Many friends who lived through the years of J.R.’s hegemony, who had welcomed his ascent in the first place, lived to rue the day they began working for him.

The moral musings of Dr. N.M. Perera and Dr. Colvin R. de Silva, even when considered logical by many, were disregarded by a voting population who had “had it up to here” with the “family socialism” of Sirima Bandaranaike and her clan to which the alleged Trotskyists and Stalinists had contributed until their falling out occurred.

While I could only observe the performance of JRJ from the other side of the world, literally, you didn’t have to be any kind of political pundit to anticipate where his brand of democratic capitalism would ultimately take the country. No matter how seemingly irrational and badly-timed the second Janatha Vimukthi Peramuna (JVP) and the insurrection of the Liberation Tigers of Tamil Eelam (LTTE) might have seemed, those responses were inevitable given JR’s prior politico/philosophical history.

That Premadasa, warts and all, was the most representative of the broad Sri Lankan population is something that cannot be denied in the cold light of day. Ruthless, he might have been, but the overall thrust of his governance was egalitarian.

I am still bemused by the jubilation that resulted at the time of his assassination by a suicide bomber. I happened to have been in Sri Lanka on one of my infrequent visits during the 30+ years I spent in Canada and distinctly remember the huge number of firecrackers that were lit in jubilation on that May Day!

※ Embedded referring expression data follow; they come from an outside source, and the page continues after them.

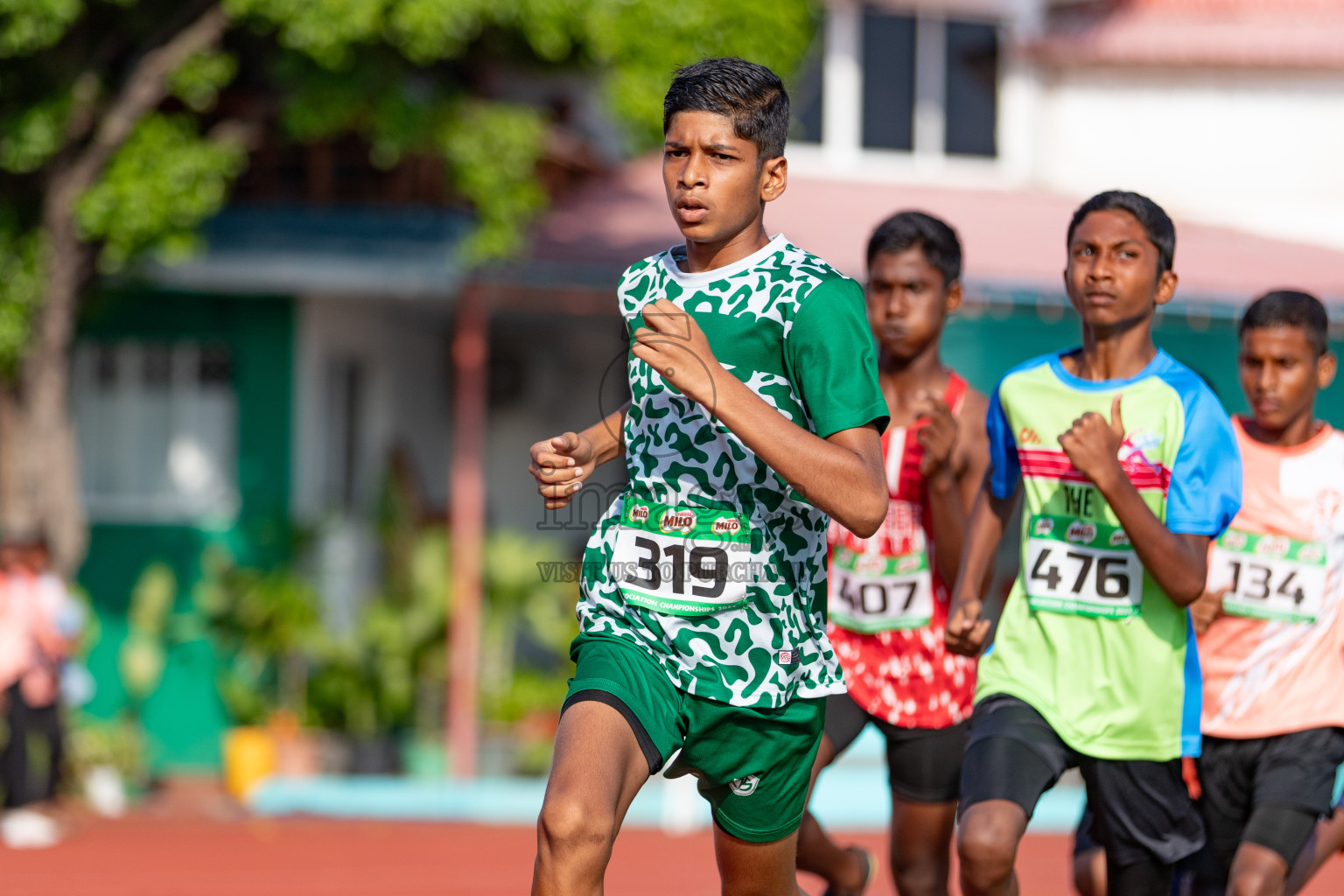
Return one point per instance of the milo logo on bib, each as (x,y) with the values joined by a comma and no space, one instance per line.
(726,526)
(1081,532)
(1273,546)
(675,559)
(677,522)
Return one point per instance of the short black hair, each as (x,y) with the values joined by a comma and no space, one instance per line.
(915,228)
(1289,308)
(1158,225)
(752,95)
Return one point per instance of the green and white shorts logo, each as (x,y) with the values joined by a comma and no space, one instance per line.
(745,786)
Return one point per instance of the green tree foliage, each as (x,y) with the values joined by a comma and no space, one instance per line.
(409,77)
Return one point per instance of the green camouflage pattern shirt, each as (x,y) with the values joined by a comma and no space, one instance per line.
(794,331)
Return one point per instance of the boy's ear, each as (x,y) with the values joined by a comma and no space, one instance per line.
(774,178)
(952,298)
(1326,369)
(1166,286)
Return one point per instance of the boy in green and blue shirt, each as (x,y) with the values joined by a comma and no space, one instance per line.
(1128,466)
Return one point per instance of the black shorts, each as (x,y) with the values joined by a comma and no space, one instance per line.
(924,765)
(1268,790)
(1141,808)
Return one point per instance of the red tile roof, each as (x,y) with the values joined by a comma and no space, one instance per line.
(1011,238)
(1263,34)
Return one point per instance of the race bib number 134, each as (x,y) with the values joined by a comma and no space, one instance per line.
(1269,577)
(1082,569)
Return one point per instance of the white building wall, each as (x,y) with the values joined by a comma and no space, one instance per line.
(402,351)
(1258,150)
(1253,150)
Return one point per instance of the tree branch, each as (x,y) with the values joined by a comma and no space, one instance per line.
(145,88)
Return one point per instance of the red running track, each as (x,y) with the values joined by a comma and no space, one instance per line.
(316,858)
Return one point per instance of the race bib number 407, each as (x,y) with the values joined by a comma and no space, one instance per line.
(1082,569)
(684,562)
(1269,577)
(875,592)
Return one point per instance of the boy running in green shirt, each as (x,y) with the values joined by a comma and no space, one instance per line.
(1128,466)
(754,414)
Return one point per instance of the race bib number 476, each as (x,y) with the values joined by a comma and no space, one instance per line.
(684,562)
(1082,569)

The majority of rural folk who are my primary associates since my return and were old enough to remember R. Premadasa’s political career, now often express chagrin at any happiness or satisfaction they might have expressed at the time of the man’s murder!

The irony of the current situation is that, unlike during what proved to be Premadasa’s final term, where there was an expectation of morality, ethics and principle in governance, the vast majority of our population appears to have fatalistically accepted the status quo as inevitable and irreversible. If at all, they seek to leverage whatever position they might hold in society to obtain financial benefits and, if they don’t see themselves as being in such a position, accept their lot in life as “fate.”

The reaction to the increasingly brutal governance of Mahinda Rajapaksa that led to Sirisena’s presidency seems to have dissipated completely and, in all honesty, this was to be expected given the wholesale betrayal of the population and the monumental self-aggrandisement that has occurred in the years after 2015. The extent of this disillusionment is only too evident to anyone viewing the Sri Lankan political scene no matter how superficially.

The one light at the end of this particular tunnel is one that was evident at the tail end of the Rajapaksa years: the voices in print of the so-called “weaker sex” – women journalists who have not been silenced at this time of as great peril as the previous one against which they railed.

Another glimmer of good news is that there are a few people of political experience and, most important, of moral integrity who have begun to display interest in leading this nation, Nagananda Kodituwakku being one.

Sirisena and his cronies have proven to be worse than the contents of the Trojan horse of ancient times.  This country has to be rid of him and his minions and the sooner the better.